= Zij-i Sultani =

Astrological book of medieval Islam

Zīj-i Sulṭānī (زیجِ سلطانی) is a Zij astronomical table and star catalogue that was published by Ulugh Beg in 1438–1439. It was the joint product of the work of a group of Muslim astronomers working under the patronage of Ulugh Beg at Samarkand's Ulugh Beg Observatory. These astronomers included Jamshid al-Kashi and Ali Qushji, among others.

The Zij-i-Sultani was not surpassed in accuracy until the work of Taqi ad-Din and Tycho Brahe in the 16th century.

The serious errors which Ulugh Beg found in previous Zij star catalogues (many of the earlier ones were simply updates on Ptolemy's work, adding the effect of precession to the longitudes) induced him to redetermine the positions of 992 fixed stars, to which he added 27 stars from al-Sufi's Book of Fixed Stars (964), which were too far south for observation from Samarkand. This catalogue, one of the most original of the Middle Ages, was edited by Thomas Hyde at Oxford in 1665 under the title Jadāvil-i Mavāzi' S̱avābit, sive, Tabulae Long. ac Lat. Stellarum Fixarum ex Observatione Ulugh Beighi, by Gregory Sharpe in 1767, and in 1843 by Francis Baily in Vol. XIII of the Memoirs of the Royal Astronomical Society.

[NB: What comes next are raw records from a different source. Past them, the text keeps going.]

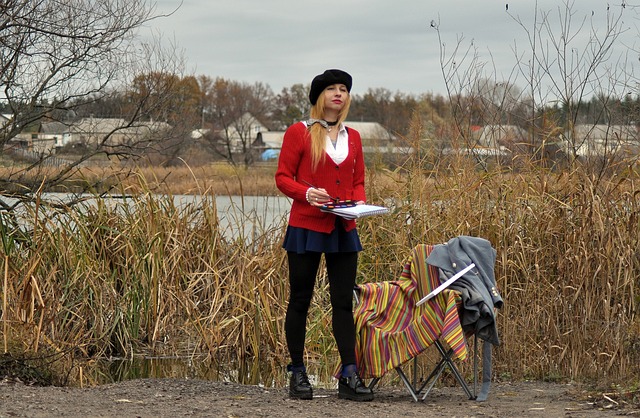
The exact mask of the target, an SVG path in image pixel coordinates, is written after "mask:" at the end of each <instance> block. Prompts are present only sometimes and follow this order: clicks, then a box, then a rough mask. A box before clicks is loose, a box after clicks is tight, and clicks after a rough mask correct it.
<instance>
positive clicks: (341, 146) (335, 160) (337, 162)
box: [324, 124, 349, 164]
mask: <svg viewBox="0 0 640 418" xmlns="http://www.w3.org/2000/svg"><path fill="white" fill-rule="evenodd" d="M324 149H325V151H326V153H327V155H328V156H329V157H330V158H331V159H332V160H333V162H334V163H336V164H340V163H342V162H343V161H344V160H346V159H347V155H349V134H348V133H347V130H346V128H345V127H344V125H343V124H340V130H339V131H338V137H337V139H336V146H335V148H334V146H333V143H332V142H331V138H329V135H327V136H326V142H325V144H324Z"/></svg>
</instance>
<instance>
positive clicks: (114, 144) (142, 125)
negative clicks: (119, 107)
mask: <svg viewBox="0 0 640 418" xmlns="http://www.w3.org/2000/svg"><path fill="white" fill-rule="evenodd" d="M127 124H128V123H127V121H126V120H125V119H120V118H92V117H90V118H83V119H81V120H79V121H78V122H74V123H72V124H71V125H70V126H69V137H68V140H66V143H80V144H84V145H88V146H98V145H107V146H115V145H124V144H133V143H136V142H139V141H141V140H145V139H148V138H149V137H151V136H152V135H154V134H159V133H160V132H162V131H165V130H168V129H170V128H171V126H170V125H169V124H167V123H165V122H153V121H151V122H135V123H134V124H132V125H131V126H127Z"/></svg>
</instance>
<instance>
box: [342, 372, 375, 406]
mask: <svg viewBox="0 0 640 418" xmlns="http://www.w3.org/2000/svg"><path fill="white" fill-rule="evenodd" d="M338 398H340V399H350V400H352V401H371V400H373V390H371V388H368V387H366V386H365V385H364V383H362V380H361V379H360V376H358V372H353V373H352V374H351V375H350V376H347V377H341V378H340V380H339V381H338Z"/></svg>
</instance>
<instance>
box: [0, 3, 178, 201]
mask: <svg viewBox="0 0 640 418" xmlns="http://www.w3.org/2000/svg"><path fill="white" fill-rule="evenodd" d="M156 17H158V16H156V15H154V9H153V7H152V6H151V5H150V4H148V3H147V1H146V0H127V1H124V0H71V1H57V0H6V1H3V2H2V4H1V5H0V88H1V89H2V90H1V92H0V101H1V102H2V104H3V108H4V109H5V110H6V111H8V112H9V113H10V114H11V116H10V118H9V120H8V121H5V122H3V123H1V124H0V146H2V149H3V150H6V149H7V148H8V146H9V145H10V144H11V141H12V139H13V138H15V137H16V136H17V135H18V134H20V132H21V131H23V130H24V129H25V128H26V127H28V126H29V125H32V124H34V123H38V122H40V121H42V120H43V118H47V119H48V120H58V121H60V122H66V118H67V117H68V116H69V115H70V114H73V112H74V110H75V109H78V108H81V107H82V106H84V105H87V104H90V103H93V102H95V101H96V100H100V99H102V98H106V97H109V96H110V95H114V94H115V92H122V91H125V90H126V86H127V85H129V84H130V83H131V81H132V80H133V79H134V78H135V77H136V76H137V75H139V74H149V73H151V72H153V71H157V72H162V73H174V72H177V71H178V70H179V68H180V59H179V57H177V56H176V54H175V52H174V51H172V50H170V49H168V50H167V49H163V48H161V47H159V46H158V44H156V43H154V42H151V43H143V42H141V41H140V38H139V37H138V36H137V31H138V30H139V29H140V28H141V27H142V26H143V25H144V24H145V23H146V22H149V21H150V20H151V19H154V18H156ZM168 93H170V92H167V94H168ZM154 94H155V96H156V97H157V96H158V95H162V94H165V92H161V91H156V92H154ZM149 99H150V96H144V97H143V96H138V97H136V100H137V102H131V103H129V110H128V112H127V113H126V114H123V115H121V118H122V120H121V123H120V124H118V125H115V126H113V127H112V129H110V130H109V131H107V132H105V133H103V134H102V137H101V138H98V139H96V140H95V143H94V144H93V146H92V147H90V148H88V152H87V153H85V154H83V155H81V156H79V157H78V158H76V159H73V160H67V161H65V164H63V165H62V166H61V167H59V169H58V170H57V171H56V172H55V173H54V174H52V173H51V172H48V173H47V175H46V176H45V175H44V174H42V173H41V171H42V168H43V166H44V165H45V164H46V163H47V161H48V160H50V159H52V158H53V155H52V153H50V152H49V153H42V154H41V155H40V156H39V159H38V160H37V161H35V162H32V163H31V164H29V165H27V166H25V167H24V168H21V169H17V170H13V171H10V172H8V173H5V174H4V175H2V176H1V177H0V188H2V189H3V190H4V191H5V192H8V191H11V192H12V193H14V194H16V195H18V196H19V197H25V196H26V195H27V194H28V192H31V191H33V190H34V189H35V188H36V187H41V188H43V189H45V190H46V189H47V188H50V187H52V186H55V185H58V184H60V183H62V182H64V181H65V180H66V179H67V178H68V177H69V176H70V175H72V174H73V173H74V172H75V171H76V170H77V169H78V167H79V166H80V165H81V164H82V163H83V162H84V161H86V160H88V159H89V158H91V157H93V156H95V155H96V154H100V153H102V154H106V155H107V156H109V157H112V156H115V157H126V158H130V157H135V156H136V155H139V150H138V153H136V152H134V150H135V148H136V146H137V144H133V143H131V142H130V141H122V142H118V141H114V140H112V138H113V137H114V136H115V134H116V133H118V132H120V131H123V130H127V129H129V130H130V129H137V128H139V127H140V123H139V122H140V121H142V120H144V117H145V115H144V111H145V103H146V102H147V101H148V100H149ZM150 139H151V138H149V137H145V138H144V141H146V142H147V143H148V141H149V140H150ZM137 148H140V147H137Z"/></svg>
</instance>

In 1437, Ulugh Beg determined the length of the sidereal year as 365.2570370...^{d} = 365^{d} 6^{h} 10^{m} 8^{s} (an error of +58^{s}). In his measurements over many years he used a 50 m high gnomon. This value was improved by 28^{s}, 88 years later in 1525 by Nicolaus Copernicus (1473–1543), who appealed to the estimation of Thābit ibn Qurra (826–901), which was accurate to +2^{s}. However, Ulugh Beg later measured another more precise value as 365^{d} 6^{h} 9^{m} 35^{s}, which has an error of +25^{s}, making it more accurate than Copernicus' estimate which had an error of +30^{s}. Ulugh Beg also determined the Earth's axial tilt as 23°30'17" degrees in sexagesimal notation, which in decimal notation converts to 23.5047 degrees.